Using our utility vehicle to grid sample fields proved to be hard on the tires. To minimize tire wear, we moved the stalk crushing pads from the corn head to the utility vehicle in the off-season. We attach the crushing pads to a T-frame made from 2"×2" steel tubing that simply slips in the front receiver hitch of the utility vehicle. During transport, we turn the framework/attachment upside down in the receiver hitch so that the crushers face up.
Grease Gun Rack
I was getting tired of never being able to find a grease gun when I needed it. Instead, it would be lying on a bench, sitting on a piece of equipment or nowhere to be found. I fabricated a grease gun rack using an old restaurant table base, angle iron, expanded metal and light round tubing. Now I have a place to store four grease guns, extra grease and a roll of towels.
Elk Mound, Wis.
My wife’s ornery Holstein calf was constantly getting in our stock tank and dragging mud and debris through it. I put a round-bale feeder inside the tank, which did the trick. It provides 10" to 12" clearance for the cattle to drink and in the winter, even when the water freezes, the feeder makes it easy to break up the ice.

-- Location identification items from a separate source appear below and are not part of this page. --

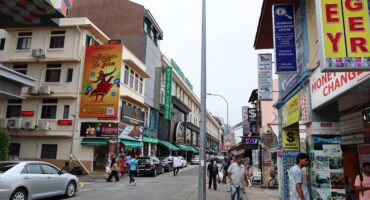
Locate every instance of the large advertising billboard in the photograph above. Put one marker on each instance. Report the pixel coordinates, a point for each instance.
(101, 81)
(344, 34)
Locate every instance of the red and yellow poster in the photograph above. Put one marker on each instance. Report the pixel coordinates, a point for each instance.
(101, 81)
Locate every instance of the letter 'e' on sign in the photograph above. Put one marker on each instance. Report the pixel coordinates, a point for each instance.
(344, 34)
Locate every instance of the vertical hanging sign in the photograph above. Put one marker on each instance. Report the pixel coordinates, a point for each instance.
(168, 95)
(284, 38)
(264, 77)
(344, 34)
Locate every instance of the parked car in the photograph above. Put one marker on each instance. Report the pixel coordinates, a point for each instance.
(195, 160)
(27, 180)
(150, 165)
(184, 163)
(167, 163)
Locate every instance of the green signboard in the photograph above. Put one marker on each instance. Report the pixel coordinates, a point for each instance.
(168, 95)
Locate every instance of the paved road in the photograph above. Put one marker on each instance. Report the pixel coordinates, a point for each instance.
(163, 187)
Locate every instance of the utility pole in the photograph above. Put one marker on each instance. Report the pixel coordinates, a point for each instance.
(203, 110)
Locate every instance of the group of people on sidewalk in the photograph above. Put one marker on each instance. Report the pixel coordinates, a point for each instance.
(121, 166)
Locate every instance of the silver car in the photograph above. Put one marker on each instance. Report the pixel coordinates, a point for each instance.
(27, 180)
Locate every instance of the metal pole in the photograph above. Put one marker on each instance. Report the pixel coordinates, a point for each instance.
(203, 110)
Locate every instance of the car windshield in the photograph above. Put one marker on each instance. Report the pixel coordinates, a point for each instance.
(6, 166)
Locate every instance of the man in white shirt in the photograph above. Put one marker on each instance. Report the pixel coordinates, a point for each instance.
(236, 174)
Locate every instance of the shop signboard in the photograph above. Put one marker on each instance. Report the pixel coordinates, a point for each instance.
(132, 115)
(168, 94)
(326, 87)
(325, 128)
(344, 34)
(265, 77)
(292, 110)
(101, 81)
(245, 113)
(97, 129)
(252, 114)
(284, 38)
(291, 140)
(130, 132)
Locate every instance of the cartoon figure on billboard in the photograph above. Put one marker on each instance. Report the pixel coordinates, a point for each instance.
(103, 86)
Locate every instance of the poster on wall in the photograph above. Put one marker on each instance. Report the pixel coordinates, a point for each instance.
(130, 132)
(344, 34)
(93, 129)
(284, 38)
(101, 81)
(265, 77)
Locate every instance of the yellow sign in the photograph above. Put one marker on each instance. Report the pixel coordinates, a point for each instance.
(292, 110)
(291, 139)
(345, 29)
(101, 81)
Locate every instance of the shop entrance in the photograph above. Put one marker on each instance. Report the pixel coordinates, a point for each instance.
(100, 158)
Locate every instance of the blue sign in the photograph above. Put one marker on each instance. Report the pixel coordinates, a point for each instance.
(284, 37)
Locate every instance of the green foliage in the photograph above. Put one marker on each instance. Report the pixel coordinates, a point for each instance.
(4, 144)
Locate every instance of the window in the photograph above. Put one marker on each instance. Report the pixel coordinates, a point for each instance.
(126, 75)
(49, 169)
(49, 109)
(24, 40)
(2, 43)
(136, 82)
(66, 112)
(20, 68)
(32, 169)
(69, 75)
(49, 151)
(14, 108)
(131, 79)
(57, 39)
(53, 73)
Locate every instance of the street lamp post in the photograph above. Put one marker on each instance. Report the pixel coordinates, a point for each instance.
(203, 110)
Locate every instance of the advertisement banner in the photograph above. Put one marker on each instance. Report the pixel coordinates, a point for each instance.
(168, 94)
(292, 110)
(344, 34)
(93, 129)
(291, 140)
(101, 81)
(265, 77)
(284, 38)
(325, 87)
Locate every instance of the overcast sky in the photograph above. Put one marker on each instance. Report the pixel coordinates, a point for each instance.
(231, 58)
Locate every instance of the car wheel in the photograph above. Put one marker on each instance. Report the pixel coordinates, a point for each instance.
(70, 190)
(19, 194)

To submit your unpublished idea, which must include a description, photo or sketch, address and phone number, write to $100 Ideas, Farm Journal, P.O. Box 1188, Johnston, IA 50131-9421, e-mail $100-Ideas@farmjournal.com or fill out the entry form at www.farmjournal.com/enter_100_ideas. Winners receive a hat and a check. All published material becomes Farm Journal Media property.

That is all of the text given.